NEW YORK (Reuters) - Panicked investors are dumping shares of Fannie Mae FNM.N and Freddie Mac FRE.N, but derivatives trading is likely to continue normally with two of the largest players in the market, a trade group official and a bank risk manager said.
Shares of the two ailing government-sponsored enterprises have plummeted in recent weeks as shareholders braced for a possible nationalization.
However, what’s bad for shareholders will likely have minimal impact on either debt holders or banks that have derivatives trades with Fannie Mae or Freddie Mac, said one risk manager.
“To the extent that they’re nationalized, they’re not going to default on their debt or derivative obligations,” said Robert McWilliam, an official in counterparty exposure management at the Royal Bank of Scotland.

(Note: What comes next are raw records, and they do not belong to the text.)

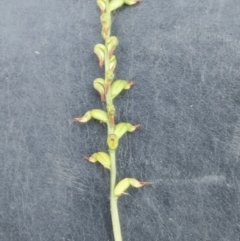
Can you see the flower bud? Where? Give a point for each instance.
(125, 183)
(119, 85)
(99, 50)
(101, 157)
(115, 4)
(98, 85)
(131, 2)
(111, 43)
(123, 127)
(102, 5)
(113, 63)
(112, 141)
(95, 113)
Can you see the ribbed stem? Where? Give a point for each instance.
(112, 153)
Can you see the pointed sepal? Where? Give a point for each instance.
(123, 127)
(100, 51)
(115, 4)
(102, 5)
(125, 183)
(98, 85)
(119, 85)
(95, 113)
(101, 157)
(131, 2)
(112, 141)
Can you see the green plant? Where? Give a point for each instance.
(109, 89)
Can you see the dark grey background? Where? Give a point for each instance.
(184, 58)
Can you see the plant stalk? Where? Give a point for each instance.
(112, 153)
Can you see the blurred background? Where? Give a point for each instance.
(184, 58)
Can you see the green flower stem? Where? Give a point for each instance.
(112, 153)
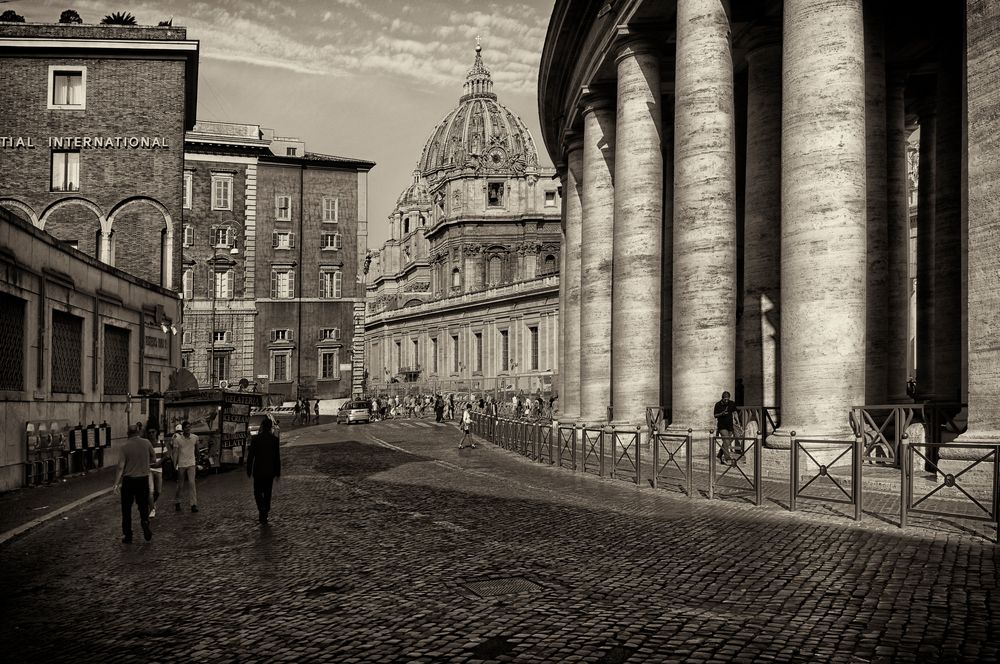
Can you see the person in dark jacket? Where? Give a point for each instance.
(263, 465)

“I’d be pretty relaxed about that,” he added, explaining the bank has collateral arrangements with the entities and its positions are margined.
The two largest mortgage finance companies are among the largest users of interest-rate swaps. These derivatives can be used to lock-in interest rate expectations and help the two manage the risks in their combined portfolio of mortgages, which totals more than $1 trillion.
Bob Pickel, chief executive of trade organization the International Swaps and Derivatives Association, added McWilliam’s view is held widely.
“I think most parties would look at it as the U.S. government stepping in and guaranteeing the obligations of Fannie and Freddie,” Pickel said.
“To that extent a counterparty to a derivatives contract with Fannie and Freddie would take great comfort in that,” Pickel added.
Both Fannie and Freddie have posted large write-downs on their mortgage portfolios as a result of the credit crisis and record home loan defaults.
Fannie Mae has derivatives contracts referencing more than $1.14 trillion of fixed income instruments, while Freddie Mac holds contracts referencing more than $1.3 trillion.